Mart wasn’t sharing my relief; in fact, he looked pretty miserable for someone who had just kept the door to my newly bright future from swinging shut. Then it hit me.

“Oh, Mart. It’s okay. I’m strong enough to pull them outside by myself.”

He shook his head, looking queasy and even paler than usual. “It’s not the physical weight you shouldn’t bear alone. I’m going with you.”

“Thank you,” I managed to say, just before I burst into tears and spilled my coffee all over the floor.


Mart and I carried each body into the airlock; then he coached me through rigging two rollcrate trolleys together on the landing strip. He breathed heavily the whole time, and more than once I said I’d do the rest alone. He didn’t listen to me.

Then the moment of truth arrived. He pressed the release to open the outer door and stepped up to the edge. I held out a hand to him. We stood there in silence, side by side, close to the shuttle for several minutes, until he clicked on his com mike. “I’m okay.”

He sounded awful, somewhere between passing out and throwing up lunch.

“Mart,” I began. He walked over to the doubled-up trolley and pulled it toward the airlock in response.

We brought my mother and Dr.
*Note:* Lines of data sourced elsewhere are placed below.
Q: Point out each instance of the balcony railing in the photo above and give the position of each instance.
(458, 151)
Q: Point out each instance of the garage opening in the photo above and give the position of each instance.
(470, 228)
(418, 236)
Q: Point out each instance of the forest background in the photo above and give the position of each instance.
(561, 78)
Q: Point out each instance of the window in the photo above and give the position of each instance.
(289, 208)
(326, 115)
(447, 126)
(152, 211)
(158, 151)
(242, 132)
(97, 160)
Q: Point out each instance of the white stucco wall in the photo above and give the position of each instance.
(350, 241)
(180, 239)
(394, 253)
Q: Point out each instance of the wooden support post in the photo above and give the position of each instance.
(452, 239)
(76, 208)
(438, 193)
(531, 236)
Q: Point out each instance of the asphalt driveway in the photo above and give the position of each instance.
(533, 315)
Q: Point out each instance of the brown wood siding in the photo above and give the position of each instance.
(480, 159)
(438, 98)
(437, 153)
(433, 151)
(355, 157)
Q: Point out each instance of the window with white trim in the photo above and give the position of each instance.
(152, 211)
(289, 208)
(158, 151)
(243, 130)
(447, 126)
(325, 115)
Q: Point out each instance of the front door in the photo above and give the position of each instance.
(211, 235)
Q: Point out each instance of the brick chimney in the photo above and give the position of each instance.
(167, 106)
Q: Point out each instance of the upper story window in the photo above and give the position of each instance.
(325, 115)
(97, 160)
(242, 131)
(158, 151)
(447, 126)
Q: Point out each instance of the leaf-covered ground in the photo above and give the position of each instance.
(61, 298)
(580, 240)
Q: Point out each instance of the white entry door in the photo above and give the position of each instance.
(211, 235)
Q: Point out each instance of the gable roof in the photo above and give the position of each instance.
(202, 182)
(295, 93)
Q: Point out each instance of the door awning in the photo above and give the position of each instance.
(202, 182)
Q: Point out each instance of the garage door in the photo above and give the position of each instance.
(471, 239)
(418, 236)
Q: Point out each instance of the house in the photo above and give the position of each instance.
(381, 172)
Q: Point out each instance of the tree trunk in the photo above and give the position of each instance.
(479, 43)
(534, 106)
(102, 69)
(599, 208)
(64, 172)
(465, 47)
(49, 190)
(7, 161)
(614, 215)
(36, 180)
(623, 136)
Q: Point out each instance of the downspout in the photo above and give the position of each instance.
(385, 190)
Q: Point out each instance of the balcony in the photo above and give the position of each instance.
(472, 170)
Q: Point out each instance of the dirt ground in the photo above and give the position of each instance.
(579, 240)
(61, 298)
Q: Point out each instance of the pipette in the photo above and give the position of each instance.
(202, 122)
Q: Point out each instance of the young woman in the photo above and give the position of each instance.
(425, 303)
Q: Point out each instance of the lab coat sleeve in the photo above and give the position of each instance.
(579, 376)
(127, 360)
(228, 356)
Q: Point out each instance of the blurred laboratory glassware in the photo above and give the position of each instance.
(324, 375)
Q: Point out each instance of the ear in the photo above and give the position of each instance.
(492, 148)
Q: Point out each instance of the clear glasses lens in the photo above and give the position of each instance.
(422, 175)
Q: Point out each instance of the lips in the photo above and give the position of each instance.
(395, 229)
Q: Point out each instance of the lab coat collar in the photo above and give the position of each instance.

Okara out one by one and lowered them onto the trolley. Then I led us toward the creek I’d seen before.

This time I noticed what I had missed in my innocence four days earlier: very few fungi sprouted among the leaf litter; no moss covered the stones; only scant algae grew on the pebbles in the eddyless pockets of the brook. For every oak or maple we passed, there were a hundred birch trees. The youngest of them had oblong trunks woven of fused, ficus-like trunklets rising up. We saw countless apparent logs sprouting new growth along their lengths. At every one, I wondered what were you before?

I pulled us to a halt at a wide bend in the creek. “I think this is a nice place.”

Mart nodded and gave me a bulky exoglove thumbs-up. His hand trembled.

“Mart—”

He shook his head.

I loosened the dirt in a wide patch of creek bank, and we laid my mother and Dr. Okara out, careful to avoid crushing the new shoots. Fine roots were beginning to grow on the side of their bodies that had lain against the cabin bunks; these we patted gently into the loosened soil, working side by side on our knees in silence. Then Mart clicked on his mike and I heard him humming, off-key but recognizable. I stopped patting and looked at him.

“I thought you might want to sing your father’s songs to her. As a kind of ceremony.”

My throat closed up as I tried not to cry again.

My first words came out as twisted croaks, but as I went on, my voice stabilized. Mart hummed beneath my words, something soft and tuneless and mostly in time with me. I sang song after song and lost count; the light dappling the forest had deepened toward sunset by the time I fell silent.

By next year’s survey to this location, my mother would be a young bonsai birch reaching toward the sky. I knew I would be on that survey ship; I would come and sing to her again, then and every year, until I died.

Someday, a hundred years from now, Tau Ceti Three’s first colonists might chop her down to build a home, or to burn a fire. My mother had never wanted to end up on a planet, but she would have been glad she was still useful, even in death.

“It’s ironic,” I said through my tears. “I was the one who wanted to put down roots on a colony world.”

Mart turned toward me with a horrified look, doubly golden through our two visors. “It’s okay,” I said, half-laughing, half-crying. “It’s a terrible joke in horrible taste. I know. But it’s funny, isn’t it?”

He wrapped his arms tightly around me then, and I cried my heartbreak into the verdant woods.